A eleição presidencial mostrou que é preciso repensar e construir a esquerda no Equador e na América Latina.

Na última segunda-feira, 12 de abril, o Equador acordou com a eleição de um novo presidente, o conservador e neoliberal Guillermo Lasso. Em sua terceira participação, Lasso alcançou a presidência que há muito almejava. O polêmico processo eleitoral fragmentou o cenário político, principalmente na esquerda e no campo progressista equatoriano e regional.
O papel do movimento indígena nestas últimas eleições deixa a esquerda em um momento diferente e abre muitas incógnitas e algumas oportunidades para o futuro a médio e longo prazo.
A questão agora é: Lasso e a direita neoliberal-conservadora realmente ganharam ou o correísmo perdeu?
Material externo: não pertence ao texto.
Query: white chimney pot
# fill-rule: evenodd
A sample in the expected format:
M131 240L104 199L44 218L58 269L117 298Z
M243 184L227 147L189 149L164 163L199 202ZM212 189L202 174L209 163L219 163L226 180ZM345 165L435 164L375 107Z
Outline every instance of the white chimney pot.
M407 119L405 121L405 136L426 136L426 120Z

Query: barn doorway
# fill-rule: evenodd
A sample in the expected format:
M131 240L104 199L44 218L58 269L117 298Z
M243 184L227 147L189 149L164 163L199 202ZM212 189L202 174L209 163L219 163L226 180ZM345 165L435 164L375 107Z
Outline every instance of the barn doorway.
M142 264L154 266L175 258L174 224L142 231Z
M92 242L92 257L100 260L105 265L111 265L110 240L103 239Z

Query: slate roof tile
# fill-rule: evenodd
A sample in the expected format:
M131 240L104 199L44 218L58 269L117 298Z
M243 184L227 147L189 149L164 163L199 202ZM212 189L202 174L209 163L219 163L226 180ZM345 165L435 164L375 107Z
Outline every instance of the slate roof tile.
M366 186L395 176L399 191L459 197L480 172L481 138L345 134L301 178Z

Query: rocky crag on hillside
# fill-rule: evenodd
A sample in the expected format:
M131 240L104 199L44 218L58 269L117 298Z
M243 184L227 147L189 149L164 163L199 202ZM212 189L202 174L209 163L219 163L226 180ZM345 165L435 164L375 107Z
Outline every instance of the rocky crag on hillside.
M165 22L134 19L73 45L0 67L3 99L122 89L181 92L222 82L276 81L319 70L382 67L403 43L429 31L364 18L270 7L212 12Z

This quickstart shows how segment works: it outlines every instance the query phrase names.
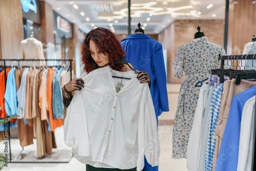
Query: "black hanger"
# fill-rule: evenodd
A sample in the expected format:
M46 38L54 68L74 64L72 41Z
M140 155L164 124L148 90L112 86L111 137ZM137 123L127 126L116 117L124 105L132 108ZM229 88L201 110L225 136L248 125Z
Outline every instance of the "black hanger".
M252 38L251 39L251 41L256 41L256 38L254 37L254 34L252 34Z
M195 38L200 38L201 37L204 36L204 33L200 31L201 28L200 26L198 26L197 27L198 32L195 34Z
M134 32L135 34L144 34L144 30L140 28L140 23L138 23L138 28Z

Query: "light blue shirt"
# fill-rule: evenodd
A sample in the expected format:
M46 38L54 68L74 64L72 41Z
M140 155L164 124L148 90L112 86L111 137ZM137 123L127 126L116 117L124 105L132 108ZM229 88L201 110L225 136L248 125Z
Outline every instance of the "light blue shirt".
M246 101L255 94L254 86L233 98L215 171L237 170L243 109Z

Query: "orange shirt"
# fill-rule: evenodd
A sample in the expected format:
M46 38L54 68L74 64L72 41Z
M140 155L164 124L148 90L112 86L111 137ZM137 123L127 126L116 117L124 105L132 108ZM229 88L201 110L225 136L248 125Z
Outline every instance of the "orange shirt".
M48 99L49 116L51 130L54 131L55 128L63 125L62 119L53 119L52 114L52 80L55 70L48 68L48 81L47 82L47 97Z

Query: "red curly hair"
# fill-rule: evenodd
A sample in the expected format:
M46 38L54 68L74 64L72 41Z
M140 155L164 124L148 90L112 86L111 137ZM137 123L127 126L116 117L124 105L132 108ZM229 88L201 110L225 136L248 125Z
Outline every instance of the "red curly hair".
M122 58L125 54L116 35L110 30L97 28L92 30L87 34L82 44L81 54L84 70L88 73L100 68L91 56L90 41L94 41L99 51L105 55L109 55L110 66L115 70L121 71L123 65L114 64L117 60Z

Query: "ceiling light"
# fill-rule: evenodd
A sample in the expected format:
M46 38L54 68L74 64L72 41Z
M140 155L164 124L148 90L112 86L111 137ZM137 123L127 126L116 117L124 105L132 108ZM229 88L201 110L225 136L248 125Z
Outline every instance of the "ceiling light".
M210 9L211 8L211 7L212 7L214 5L212 4L210 4L210 5L209 5L208 6L206 7L206 8L207 9Z
M81 15L82 15L82 16L84 16L84 15L85 15L84 13L83 12L81 12L80 13L80 14L81 14Z
M78 6L77 6L76 4L74 4L74 5L73 5L73 7L74 8L75 8L75 9L78 9Z

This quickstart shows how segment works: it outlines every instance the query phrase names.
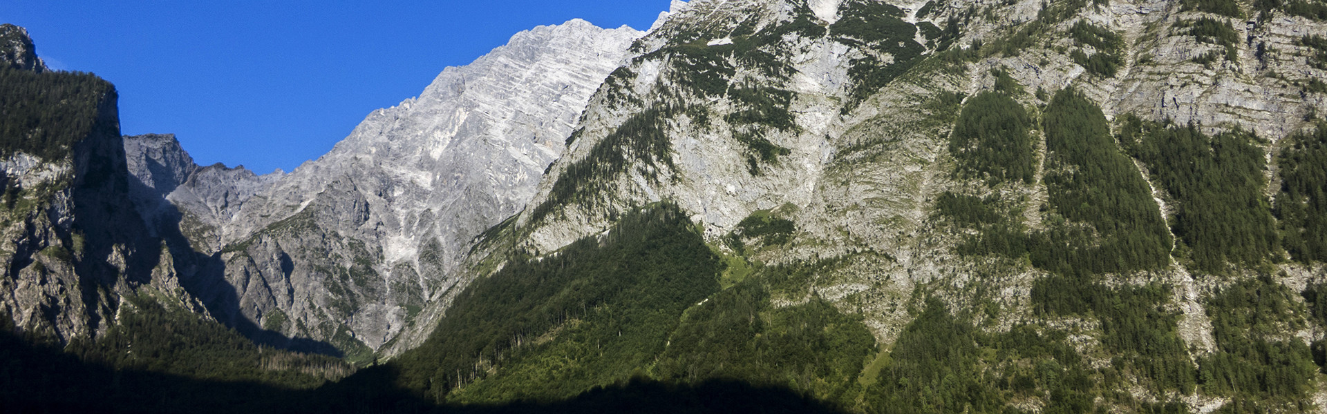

O que sabemos é que, com Lasso, começa um processo de luta e resistência para muitos, o que será difícil para grandes setores da população equatoriana. Diante dessa conjuntura, o país precisa reformular sua narrativa progressista e de esquerda. A esquerda precisa entender que acabou um ciclo, se quiser fazer frente a um governo das elites econômicas deste país, cuja natureza predadora e injusta com seu próprio povo ela conhece em primeira mão.
Primeiro turno polêmico
Em 7 de fevereiro, os equatorianos foram às urnas em um primeiro turno polêmico. Nesta primeira eleição, o candidato do ex-presidente Rafael Correa, Andrés Arauz, conquistou a maior parcela de votos com 32,4% do total, o que lhe garantiu um lugar no segundo turno. No entanto, o segundo lugar registrou um “empate técnico” entre o conservador Guillermo Lasso, que oficialmente chegou a 19,7%, e o candidato do movimento indígena Yaku Pérez, que finalmente ficou com 19,4%.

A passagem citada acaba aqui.